JW Kids Bullying My Daughter
I felt outraged on your behalf when I read how your little girl was treated. So cruel.But worse, was the grown ups including your mother! How could she?? I honestly want to slap her.
But, your daughter has the most doting daddy and I know you will more than make up for those awful people and their kids. She doesn't need them.
I remember once at a convention during the lunch time we went on to the park for our kids to run around and play on the swings and let off steam a bit. They went to go on a slide and two boys said 'is your dad an elder?' Our kids said no (my husband was a reg pioneer/MS) and they said 'well you can't come on here then.'
I wonder where those brats are now!
PE: Even my ex was shocked. She's not taking her there again.
I'm sorry your daughter had to go through this, but--in a way--you should be thankful. This one uncomfortable event convinced your ex to stop taking your daughter. Think of all the meetings she will not have to endure and the indoctrination she'll be spared.
At her age, you daughter will probably soon forget it, but you and your ex will long remember. Lesson learned.
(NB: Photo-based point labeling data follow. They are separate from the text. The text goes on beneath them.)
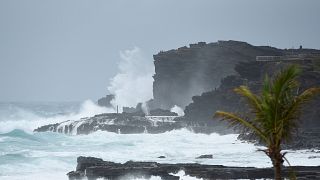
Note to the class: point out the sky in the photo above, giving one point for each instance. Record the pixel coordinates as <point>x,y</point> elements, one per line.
<point>69,50</point>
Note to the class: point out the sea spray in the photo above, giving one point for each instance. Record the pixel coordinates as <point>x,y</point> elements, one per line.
<point>133,83</point>
<point>27,155</point>
<point>177,110</point>
<point>27,119</point>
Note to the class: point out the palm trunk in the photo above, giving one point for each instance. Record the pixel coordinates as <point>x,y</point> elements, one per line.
<point>277,169</point>
<point>277,163</point>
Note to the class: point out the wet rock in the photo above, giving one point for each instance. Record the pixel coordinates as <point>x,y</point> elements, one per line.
<point>124,123</point>
<point>95,168</point>
<point>206,156</point>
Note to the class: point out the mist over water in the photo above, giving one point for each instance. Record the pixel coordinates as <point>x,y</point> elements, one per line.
<point>133,83</point>
<point>28,155</point>
<point>28,116</point>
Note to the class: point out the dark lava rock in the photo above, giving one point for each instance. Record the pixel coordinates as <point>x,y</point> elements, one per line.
<point>94,168</point>
<point>206,156</point>
<point>124,123</point>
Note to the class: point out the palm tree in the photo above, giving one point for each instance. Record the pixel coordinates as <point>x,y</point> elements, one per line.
<point>274,114</point>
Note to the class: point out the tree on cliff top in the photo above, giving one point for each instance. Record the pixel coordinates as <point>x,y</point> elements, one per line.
<point>274,114</point>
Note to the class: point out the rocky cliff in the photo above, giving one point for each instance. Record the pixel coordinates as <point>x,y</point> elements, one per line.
<point>189,71</point>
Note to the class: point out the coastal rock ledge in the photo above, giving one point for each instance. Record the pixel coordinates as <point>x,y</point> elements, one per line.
<point>94,168</point>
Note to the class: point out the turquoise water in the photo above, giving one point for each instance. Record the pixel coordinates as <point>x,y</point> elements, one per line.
<point>28,155</point>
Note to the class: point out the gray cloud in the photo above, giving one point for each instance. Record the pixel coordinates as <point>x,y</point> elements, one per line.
<point>68,50</point>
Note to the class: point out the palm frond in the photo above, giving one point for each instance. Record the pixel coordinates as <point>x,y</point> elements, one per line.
<point>234,120</point>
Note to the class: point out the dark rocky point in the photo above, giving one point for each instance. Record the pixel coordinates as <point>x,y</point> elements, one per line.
<point>206,156</point>
<point>94,168</point>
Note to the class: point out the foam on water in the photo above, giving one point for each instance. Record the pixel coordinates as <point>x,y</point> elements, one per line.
<point>20,118</point>
<point>52,155</point>
<point>28,155</point>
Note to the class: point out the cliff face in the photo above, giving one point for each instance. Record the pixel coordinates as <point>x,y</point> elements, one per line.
<point>189,71</point>
<point>203,107</point>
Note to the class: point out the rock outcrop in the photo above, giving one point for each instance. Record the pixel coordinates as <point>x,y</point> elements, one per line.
<point>106,101</point>
<point>94,168</point>
<point>123,123</point>
<point>189,71</point>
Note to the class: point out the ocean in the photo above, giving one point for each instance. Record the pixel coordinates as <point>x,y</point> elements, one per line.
<point>25,155</point>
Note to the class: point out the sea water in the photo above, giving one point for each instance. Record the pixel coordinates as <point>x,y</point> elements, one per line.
<point>27,155</point>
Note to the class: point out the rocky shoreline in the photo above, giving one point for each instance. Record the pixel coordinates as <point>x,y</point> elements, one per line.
<point>94,168</point>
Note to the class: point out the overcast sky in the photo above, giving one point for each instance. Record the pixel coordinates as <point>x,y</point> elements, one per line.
<point>68,50</point>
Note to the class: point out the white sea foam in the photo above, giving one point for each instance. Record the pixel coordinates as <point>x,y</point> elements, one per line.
<point>133,83</point>
<point>28,120</point>
<point>27,155</point>
<point>177,110</point>
<point>52,155</point>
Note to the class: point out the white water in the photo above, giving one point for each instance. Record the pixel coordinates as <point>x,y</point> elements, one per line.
<point>27,155</point>
<point>133,83</point>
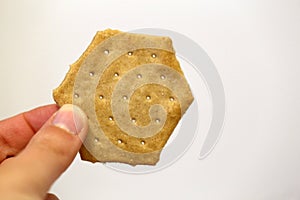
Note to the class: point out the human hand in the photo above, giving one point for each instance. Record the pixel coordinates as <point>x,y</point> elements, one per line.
<point>36,147</point>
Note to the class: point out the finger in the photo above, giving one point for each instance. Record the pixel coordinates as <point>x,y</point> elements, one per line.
<point>16,131</point>
<point>51,197</point>
<point>48,154</point>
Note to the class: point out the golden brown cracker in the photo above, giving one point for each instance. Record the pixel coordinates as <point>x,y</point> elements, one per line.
<point>134,92</point>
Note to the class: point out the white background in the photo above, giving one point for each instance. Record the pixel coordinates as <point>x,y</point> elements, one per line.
<point>255,46</point>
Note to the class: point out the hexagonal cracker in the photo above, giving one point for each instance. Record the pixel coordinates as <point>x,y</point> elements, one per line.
<point>134,92</point>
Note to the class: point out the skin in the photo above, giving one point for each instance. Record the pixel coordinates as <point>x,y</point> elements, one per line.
<point>34,152</point>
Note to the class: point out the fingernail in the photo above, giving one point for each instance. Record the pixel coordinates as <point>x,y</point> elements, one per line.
<point>70,118</point>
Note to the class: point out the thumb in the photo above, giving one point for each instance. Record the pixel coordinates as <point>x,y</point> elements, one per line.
<point>48,154</point>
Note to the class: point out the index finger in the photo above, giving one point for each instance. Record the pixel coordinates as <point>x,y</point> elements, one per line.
<point>15,132</point>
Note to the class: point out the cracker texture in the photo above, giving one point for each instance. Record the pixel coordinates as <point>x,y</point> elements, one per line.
<point>154,106</point>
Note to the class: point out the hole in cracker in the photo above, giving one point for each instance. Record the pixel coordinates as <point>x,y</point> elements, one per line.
<point>106,51</point>
<point>133,120</point>
<point>139,76</point>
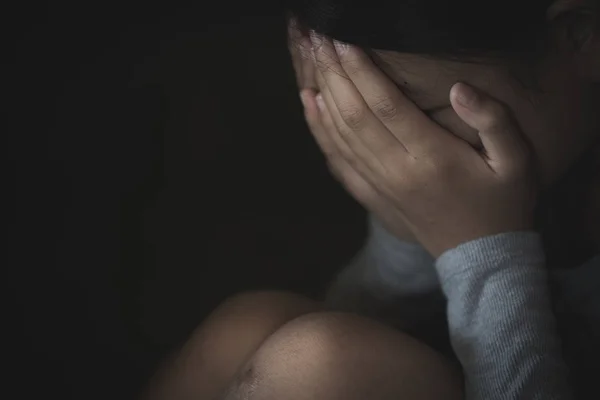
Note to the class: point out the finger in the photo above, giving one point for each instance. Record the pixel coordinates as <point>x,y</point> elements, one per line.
<point>315,123</point>
<point>330,119</point>
<point>300,48</point>
<point>415,130</point>
<point>503,143</point>
<point>361,129</point>
<point>293,47</point>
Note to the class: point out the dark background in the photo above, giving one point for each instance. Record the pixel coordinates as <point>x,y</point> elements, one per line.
<point>162,163</point>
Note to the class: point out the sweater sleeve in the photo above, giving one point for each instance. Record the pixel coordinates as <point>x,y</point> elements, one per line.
<point>500,318</point>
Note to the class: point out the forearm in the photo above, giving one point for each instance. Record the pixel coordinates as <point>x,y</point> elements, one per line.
<point>500,318</point>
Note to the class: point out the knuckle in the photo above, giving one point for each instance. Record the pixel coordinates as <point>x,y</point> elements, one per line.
<point>353,116</point>
<point>385,109</point>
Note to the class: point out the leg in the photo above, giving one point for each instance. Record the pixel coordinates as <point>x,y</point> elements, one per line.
<point>228,337</point>
<point>343,356</point>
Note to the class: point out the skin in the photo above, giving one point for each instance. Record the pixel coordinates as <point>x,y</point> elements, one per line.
<point>443,189</point>
<point>556,117</point>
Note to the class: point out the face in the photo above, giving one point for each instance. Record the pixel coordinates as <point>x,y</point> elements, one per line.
<point>552,115</point>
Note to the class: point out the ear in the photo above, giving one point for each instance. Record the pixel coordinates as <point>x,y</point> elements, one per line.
<point>575,25</point>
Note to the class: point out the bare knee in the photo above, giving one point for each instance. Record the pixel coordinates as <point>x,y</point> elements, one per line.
<point>225,340</point>
<point>343,356</point>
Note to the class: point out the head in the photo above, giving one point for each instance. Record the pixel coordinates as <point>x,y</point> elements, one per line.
<point>540,57</point>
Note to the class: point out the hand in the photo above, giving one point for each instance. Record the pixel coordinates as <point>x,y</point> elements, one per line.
<point>321,126</point>
<point>446,191</point>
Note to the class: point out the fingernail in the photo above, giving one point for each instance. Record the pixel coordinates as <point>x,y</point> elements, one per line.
<point>466,95</point>
<point>303,98</point>
<point>340,47</point>
<point>315,38</point>
<point>320,102</point>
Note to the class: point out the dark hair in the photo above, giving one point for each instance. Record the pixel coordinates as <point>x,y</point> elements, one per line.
<point>441,28</point>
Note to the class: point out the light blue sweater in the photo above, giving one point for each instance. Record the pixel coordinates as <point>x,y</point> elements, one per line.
<point>491,298</point>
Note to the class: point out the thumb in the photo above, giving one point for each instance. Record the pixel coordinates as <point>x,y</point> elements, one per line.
<point>503,143</point>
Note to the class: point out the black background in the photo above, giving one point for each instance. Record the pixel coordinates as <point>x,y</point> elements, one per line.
<point>159,163</point>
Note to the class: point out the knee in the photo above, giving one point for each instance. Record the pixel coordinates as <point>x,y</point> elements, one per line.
<point>344,356</point>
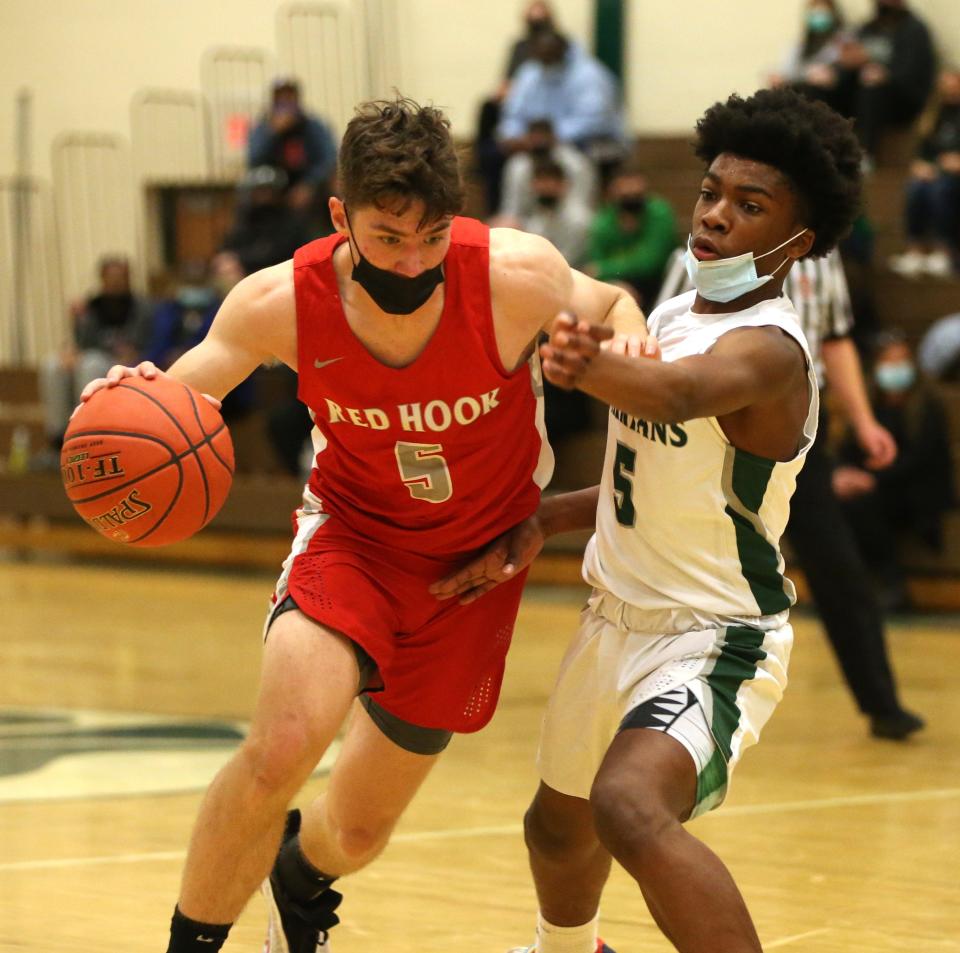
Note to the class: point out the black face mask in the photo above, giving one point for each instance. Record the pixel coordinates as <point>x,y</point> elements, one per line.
<point>393,293</point>
<point>632,204</point>
<point>539,26</point>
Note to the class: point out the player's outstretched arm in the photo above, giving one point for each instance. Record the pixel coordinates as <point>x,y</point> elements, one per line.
<point>746,367</point>
<point>255,323</point>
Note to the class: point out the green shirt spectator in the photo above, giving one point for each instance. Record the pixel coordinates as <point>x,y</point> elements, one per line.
<point>632,237</point>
PE: She knows who loves her unconditionally. She tells me "You're my best friend".
And that is beautiful!
PS: I'm NOT sorry your ex had to go through this. She needs to understand how fucked up the behavior of this cult is. Most people don't leave cults because of doctrinal issues; they leave because of being treated badly. Hopefully this experience taught her that.
Would probably be interesting to know how your wife's elder father explained that away?
"It's just kids being kids. They shouldnt do that although... if her dad was a Jehovah's Witness it wouldnt have happened. Just saying..." I asked this question to her mum on the phone after you posted it.
That is typical JW behavior, instead of taking responsibility for their own bad behavior, it's your fault because you don't go to the hall.
Pale the only decent person was your daughter and l hope she doesn't have to endure years of this cult backlash towards her. JWs look at the children of inactive or DF'd kids as dead anyhow. Hopefully for your kids sake your x wife leaves this horrible realestate company. That video nearly brings tears as she is the most perceptive person and she rightly knows her best friend.
There is little more I can add that everyone has not already said. Simply deplorable behaviour.
Treasure every moment with your wonderful little girl.
Also, treasure the new form that the relationship with your ex has taken as your little girl's mother.
My sincerest Love to you mate!
They are not worthy to have her as a grandchild. They can rot away with that stupid religion.
As I commented in previous other threads: the JWs are arrogant and mean-spirited because of the GB and their helpers who are no doubt arrogant and mean-spirited!
I bet they all would not try this %$@# on non-Jdubs; they will be recipients of ass-whuppin's, etc. Most Dubs (with "privileges") are cowardice: they would bully certain sisters and children, but it came to defending themselves from real men, women and children, they end up running away--with their tails between their legs!
PE, your precious little girl is an innocent in all of this. But for all it's worth, she will not have to become one of them from this unnecessary horrid experience. I commend you for being a good father to you; and you have all of the forum's support in this regard.
Your mother is one sick bitch! If there was ever a reason to get reinstated it would to be to then shun the fu&k out of her and never let her see your child all the while parading her around for everyone else to see and talk to!
Yikes, what a horrible thing for your daughter, those people should be ashamed, but of course JWs have no shame as they are incapable of seeing anything other than their own twisted viewpoint.
Just tell her that grandma is sick in the head, and leave it at that.
Pale Emperor I have a little different view of your child experience. Many will say at three she will forget this experience that is not necessary true. I am 69 years old and had many of these experiences growing up. I still have flashes backs is the way I was treated. It haunts me and it haunted my brother till his death. I remember these experiences that goes back to when I was three. Let your ex know these pàinful experiences still haunt me. My father had never been a JW. Just wanted you to know memories can go back farther than we give credit.. Love to you and your beautiful daughter.